Even with a father who was insistent about teaching his daughters to be independent and strong, I noted differences in how my brothers (who were 8 and 9 years younger than I) were raised. In fact, one of the most obvious issues was the fact that when both brothers started the first signs of puberty, I was told in no uncertain terms that I needed to “cover up” around them. After being raised to believe there was no shame in walking around the house naked as a jay bird, this was a shocking turn of events. In my family, naked was not sexual. The naked body is a “gift from God” and therefore the shame brought on by Original Sin was not required. Being comfortable in simple skin was simply a matter of being thankful for the blessing of a body. I still have some of those reasons for why I am personally comfortable completely naked.
So, essentially, he was teaching his sons that the female body was shameful, and that women are to blame if a woman incites lust in them. That it is the woman who bears the responsibility for not only her choices, but the choices of the men around her (friend or stranger). Needless to say, it was one of the many cracks in my view of my parents not being the “best of all people” that I had thought them to be.
Yes, I do know that that situation comes to all of us. That eventually we learn that our parents are just imperfect people. That they are as much a product of their environment and their own childhoods as the rest of us.
Having worked in an industry that has less than 20% representation of my gender, and being a subclass of an industry that has even less of a percentage representation of my gender, the “Gender Divide” is something I have had to deal with for quite a while.
By default, the authority that almost every man in IT or in web development is considered solid, even if they have no practical experience and are just out of college. Yet every woman, regardless of how much practical experience they might have garnered, must prove that her authority and experience is real each and every time she is asked to do something. Many managers, regardless of gender, tend to take the advice of a male (again, no matter how wet-behind-the-ears he may be) over the advice of a woman.
I have an example of this as well. I was working freelance for a company (which, frankly, I should have been considered salaried since I was pretty much the go-to person for the company). Yet every single time a client’s IT expert differed with me — in my own “area of expertise” — I was forced repeatedly to prove that I knew what I was talking about. When I confronted my manager about it, he was extremely offended. He told me that I was just “seeing things that weren’t there” or I was being just as sexist, because I had a chip on my shoulder about working in IT with men.
Except, I have always been completely honest when something was outside of my expertise. I have always been happy to learn something new. What I am NOT happy about is that I am automatically assumed to not know anything about computers, except by my family (which every IT-related person should understand, since we all – male or female – seem to end up our family’s tech support).

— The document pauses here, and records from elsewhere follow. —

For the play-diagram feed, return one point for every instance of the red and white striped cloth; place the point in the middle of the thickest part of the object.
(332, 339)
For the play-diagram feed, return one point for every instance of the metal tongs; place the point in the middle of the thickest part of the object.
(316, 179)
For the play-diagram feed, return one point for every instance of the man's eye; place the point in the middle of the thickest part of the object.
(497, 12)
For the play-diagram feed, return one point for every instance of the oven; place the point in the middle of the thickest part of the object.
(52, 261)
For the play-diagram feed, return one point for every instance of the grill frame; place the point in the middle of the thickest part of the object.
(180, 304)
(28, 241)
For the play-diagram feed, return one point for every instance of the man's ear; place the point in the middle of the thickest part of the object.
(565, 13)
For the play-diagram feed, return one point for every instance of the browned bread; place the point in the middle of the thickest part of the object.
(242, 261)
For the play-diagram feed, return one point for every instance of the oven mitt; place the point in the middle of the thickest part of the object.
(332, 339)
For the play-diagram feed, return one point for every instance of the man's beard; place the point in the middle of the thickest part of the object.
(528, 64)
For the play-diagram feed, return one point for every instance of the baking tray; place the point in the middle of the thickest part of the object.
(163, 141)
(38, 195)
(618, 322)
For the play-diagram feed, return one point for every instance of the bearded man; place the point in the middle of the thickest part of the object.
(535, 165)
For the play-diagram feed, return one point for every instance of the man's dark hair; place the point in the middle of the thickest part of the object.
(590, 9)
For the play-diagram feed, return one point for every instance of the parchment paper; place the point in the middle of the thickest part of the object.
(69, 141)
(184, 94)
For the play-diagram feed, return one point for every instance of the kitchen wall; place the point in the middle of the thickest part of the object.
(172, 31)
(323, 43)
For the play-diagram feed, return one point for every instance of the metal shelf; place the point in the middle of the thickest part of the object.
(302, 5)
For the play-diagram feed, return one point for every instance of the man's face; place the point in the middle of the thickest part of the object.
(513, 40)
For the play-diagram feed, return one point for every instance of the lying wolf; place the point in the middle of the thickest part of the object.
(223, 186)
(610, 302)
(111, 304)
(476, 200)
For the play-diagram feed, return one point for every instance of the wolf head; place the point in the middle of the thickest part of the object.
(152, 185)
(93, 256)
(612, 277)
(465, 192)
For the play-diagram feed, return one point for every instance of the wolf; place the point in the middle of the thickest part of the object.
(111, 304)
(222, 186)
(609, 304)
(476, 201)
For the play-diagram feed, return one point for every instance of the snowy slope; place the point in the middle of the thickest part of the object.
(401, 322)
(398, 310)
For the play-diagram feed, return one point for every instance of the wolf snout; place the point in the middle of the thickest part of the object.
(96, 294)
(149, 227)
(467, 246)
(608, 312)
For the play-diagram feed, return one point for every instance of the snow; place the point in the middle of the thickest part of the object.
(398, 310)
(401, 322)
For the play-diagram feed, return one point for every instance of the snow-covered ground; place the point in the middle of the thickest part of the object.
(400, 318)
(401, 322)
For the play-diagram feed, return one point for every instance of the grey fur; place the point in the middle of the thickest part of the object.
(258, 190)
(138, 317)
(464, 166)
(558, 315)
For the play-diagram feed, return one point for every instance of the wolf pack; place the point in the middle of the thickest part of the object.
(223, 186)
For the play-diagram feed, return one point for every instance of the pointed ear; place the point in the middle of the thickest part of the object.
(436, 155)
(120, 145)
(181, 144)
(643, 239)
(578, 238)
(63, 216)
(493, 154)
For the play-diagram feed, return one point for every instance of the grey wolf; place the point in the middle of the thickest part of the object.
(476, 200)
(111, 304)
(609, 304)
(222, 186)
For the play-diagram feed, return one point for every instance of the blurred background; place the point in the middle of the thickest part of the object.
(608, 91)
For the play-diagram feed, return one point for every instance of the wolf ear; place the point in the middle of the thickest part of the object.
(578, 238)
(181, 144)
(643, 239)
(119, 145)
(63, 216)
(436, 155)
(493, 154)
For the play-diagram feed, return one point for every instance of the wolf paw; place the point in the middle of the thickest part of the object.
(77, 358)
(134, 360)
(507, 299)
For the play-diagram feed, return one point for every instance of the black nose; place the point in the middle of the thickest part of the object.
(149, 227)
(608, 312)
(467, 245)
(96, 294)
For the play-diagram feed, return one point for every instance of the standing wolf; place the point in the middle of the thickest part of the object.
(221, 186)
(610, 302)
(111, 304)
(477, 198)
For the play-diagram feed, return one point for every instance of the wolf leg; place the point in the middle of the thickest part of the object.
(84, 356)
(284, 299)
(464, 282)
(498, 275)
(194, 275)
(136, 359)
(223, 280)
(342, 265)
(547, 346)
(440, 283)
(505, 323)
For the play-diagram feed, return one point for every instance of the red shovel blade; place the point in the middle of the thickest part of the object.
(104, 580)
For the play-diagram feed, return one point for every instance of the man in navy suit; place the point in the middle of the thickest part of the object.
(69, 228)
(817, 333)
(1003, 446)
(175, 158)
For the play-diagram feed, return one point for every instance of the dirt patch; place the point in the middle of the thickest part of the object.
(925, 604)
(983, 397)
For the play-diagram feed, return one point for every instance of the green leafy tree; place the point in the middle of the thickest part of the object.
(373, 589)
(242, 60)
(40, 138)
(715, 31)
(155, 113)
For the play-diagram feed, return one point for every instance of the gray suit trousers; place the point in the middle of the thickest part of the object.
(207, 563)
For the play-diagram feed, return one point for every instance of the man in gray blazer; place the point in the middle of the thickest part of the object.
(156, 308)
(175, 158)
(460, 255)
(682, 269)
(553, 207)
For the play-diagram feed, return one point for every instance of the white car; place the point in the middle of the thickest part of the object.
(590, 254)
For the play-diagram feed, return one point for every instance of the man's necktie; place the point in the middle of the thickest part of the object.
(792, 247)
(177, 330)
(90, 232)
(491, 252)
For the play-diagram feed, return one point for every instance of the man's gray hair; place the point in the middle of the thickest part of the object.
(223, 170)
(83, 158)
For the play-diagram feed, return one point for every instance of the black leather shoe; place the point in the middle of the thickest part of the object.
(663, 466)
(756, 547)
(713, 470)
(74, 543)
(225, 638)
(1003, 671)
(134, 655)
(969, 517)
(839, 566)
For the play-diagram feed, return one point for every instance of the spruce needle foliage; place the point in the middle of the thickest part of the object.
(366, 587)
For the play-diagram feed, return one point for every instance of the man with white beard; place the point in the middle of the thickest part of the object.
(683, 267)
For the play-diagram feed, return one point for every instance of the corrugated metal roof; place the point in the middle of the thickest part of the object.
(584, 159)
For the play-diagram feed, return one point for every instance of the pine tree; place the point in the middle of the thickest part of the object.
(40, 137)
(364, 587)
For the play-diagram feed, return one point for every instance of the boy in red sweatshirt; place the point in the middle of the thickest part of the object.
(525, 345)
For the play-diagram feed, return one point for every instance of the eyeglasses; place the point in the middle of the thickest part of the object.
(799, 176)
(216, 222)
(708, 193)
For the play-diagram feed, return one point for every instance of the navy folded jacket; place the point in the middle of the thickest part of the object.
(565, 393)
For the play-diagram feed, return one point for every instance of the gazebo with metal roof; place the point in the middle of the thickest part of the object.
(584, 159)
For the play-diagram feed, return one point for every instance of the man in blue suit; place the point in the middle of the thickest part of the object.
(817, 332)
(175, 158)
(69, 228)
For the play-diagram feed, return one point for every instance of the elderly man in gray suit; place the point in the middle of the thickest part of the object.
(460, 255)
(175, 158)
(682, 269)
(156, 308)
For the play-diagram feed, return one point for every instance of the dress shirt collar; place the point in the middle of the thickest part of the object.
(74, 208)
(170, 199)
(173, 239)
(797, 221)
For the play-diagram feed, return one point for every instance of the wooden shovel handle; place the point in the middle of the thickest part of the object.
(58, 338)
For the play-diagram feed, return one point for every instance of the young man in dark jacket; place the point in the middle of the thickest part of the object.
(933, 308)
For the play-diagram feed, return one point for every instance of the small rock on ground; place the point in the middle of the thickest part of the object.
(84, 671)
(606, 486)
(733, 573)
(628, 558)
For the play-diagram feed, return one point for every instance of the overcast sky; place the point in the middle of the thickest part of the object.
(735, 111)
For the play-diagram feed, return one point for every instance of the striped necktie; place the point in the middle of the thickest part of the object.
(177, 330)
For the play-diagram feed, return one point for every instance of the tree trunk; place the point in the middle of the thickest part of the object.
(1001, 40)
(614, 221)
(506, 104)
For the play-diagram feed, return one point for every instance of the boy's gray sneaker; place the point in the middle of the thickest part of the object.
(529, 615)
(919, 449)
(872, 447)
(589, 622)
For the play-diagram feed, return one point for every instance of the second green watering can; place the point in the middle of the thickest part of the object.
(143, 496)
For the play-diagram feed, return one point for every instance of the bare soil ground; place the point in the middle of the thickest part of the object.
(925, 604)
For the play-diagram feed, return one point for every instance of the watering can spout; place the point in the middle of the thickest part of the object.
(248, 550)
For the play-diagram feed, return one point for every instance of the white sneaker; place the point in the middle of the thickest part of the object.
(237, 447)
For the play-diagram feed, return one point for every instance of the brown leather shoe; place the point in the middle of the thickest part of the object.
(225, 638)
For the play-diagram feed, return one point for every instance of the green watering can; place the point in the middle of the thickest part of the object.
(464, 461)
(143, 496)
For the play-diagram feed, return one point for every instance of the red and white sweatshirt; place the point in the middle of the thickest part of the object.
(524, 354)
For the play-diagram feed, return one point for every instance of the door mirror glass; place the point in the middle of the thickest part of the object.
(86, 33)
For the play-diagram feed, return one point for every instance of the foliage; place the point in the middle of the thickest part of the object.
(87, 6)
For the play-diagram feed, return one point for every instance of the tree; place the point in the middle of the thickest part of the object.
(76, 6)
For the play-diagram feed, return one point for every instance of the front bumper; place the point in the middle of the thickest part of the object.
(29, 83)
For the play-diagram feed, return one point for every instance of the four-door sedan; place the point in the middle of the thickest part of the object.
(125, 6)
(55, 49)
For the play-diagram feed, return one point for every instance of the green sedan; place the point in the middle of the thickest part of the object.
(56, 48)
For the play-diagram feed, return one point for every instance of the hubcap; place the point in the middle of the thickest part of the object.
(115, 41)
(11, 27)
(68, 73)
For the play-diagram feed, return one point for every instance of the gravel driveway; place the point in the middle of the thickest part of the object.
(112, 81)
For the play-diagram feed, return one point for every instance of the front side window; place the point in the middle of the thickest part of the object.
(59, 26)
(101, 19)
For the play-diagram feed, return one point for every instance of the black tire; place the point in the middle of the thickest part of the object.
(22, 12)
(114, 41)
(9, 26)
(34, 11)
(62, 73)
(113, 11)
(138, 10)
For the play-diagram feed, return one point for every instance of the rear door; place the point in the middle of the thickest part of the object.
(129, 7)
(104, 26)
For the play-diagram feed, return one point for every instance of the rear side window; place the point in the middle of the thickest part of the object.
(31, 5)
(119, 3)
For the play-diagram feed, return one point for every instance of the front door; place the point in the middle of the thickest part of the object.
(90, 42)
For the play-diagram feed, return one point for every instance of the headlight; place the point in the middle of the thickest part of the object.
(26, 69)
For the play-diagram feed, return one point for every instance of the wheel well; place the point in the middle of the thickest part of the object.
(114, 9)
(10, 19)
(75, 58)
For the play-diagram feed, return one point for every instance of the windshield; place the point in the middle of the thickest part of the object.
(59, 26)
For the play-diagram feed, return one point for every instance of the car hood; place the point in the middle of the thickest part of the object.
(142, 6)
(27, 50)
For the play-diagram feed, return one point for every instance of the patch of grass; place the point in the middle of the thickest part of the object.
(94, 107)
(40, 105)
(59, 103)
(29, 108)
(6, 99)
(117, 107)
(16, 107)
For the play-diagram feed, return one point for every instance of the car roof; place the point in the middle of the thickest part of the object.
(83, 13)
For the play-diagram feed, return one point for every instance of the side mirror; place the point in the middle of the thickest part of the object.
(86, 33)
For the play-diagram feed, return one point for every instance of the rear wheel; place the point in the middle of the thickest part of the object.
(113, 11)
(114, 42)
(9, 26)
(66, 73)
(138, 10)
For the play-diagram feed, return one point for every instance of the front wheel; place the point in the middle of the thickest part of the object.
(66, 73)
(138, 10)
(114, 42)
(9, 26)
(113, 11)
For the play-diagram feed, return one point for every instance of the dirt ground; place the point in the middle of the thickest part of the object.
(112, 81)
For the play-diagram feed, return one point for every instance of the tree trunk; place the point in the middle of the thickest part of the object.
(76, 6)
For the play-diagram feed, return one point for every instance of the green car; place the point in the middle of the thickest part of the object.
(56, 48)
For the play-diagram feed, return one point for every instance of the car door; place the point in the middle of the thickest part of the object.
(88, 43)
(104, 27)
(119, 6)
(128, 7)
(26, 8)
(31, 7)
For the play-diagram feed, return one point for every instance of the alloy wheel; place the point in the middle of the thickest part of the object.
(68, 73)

So, yes, it comes as no surprise to me that a female-to-male transgendered person experiences a totally different life once they become indistinguishable from other men. The understanding of the world changes, the expectations put on them changes and the perception of the rest of the world changes as well.
But, although the brains of men and women are actually different (the article talks about it – that the hormonal changes in a trans man do actually make differences in their brain. Other medical journal articles have studied the physiological differences in genders as well), it’s not just that brain difference that makes it so hard to see that women experience life different than men do. It is the same answer that there is for the psychological question about whether it is “nature” or “nurture” when it comes to human development – it is BOTH.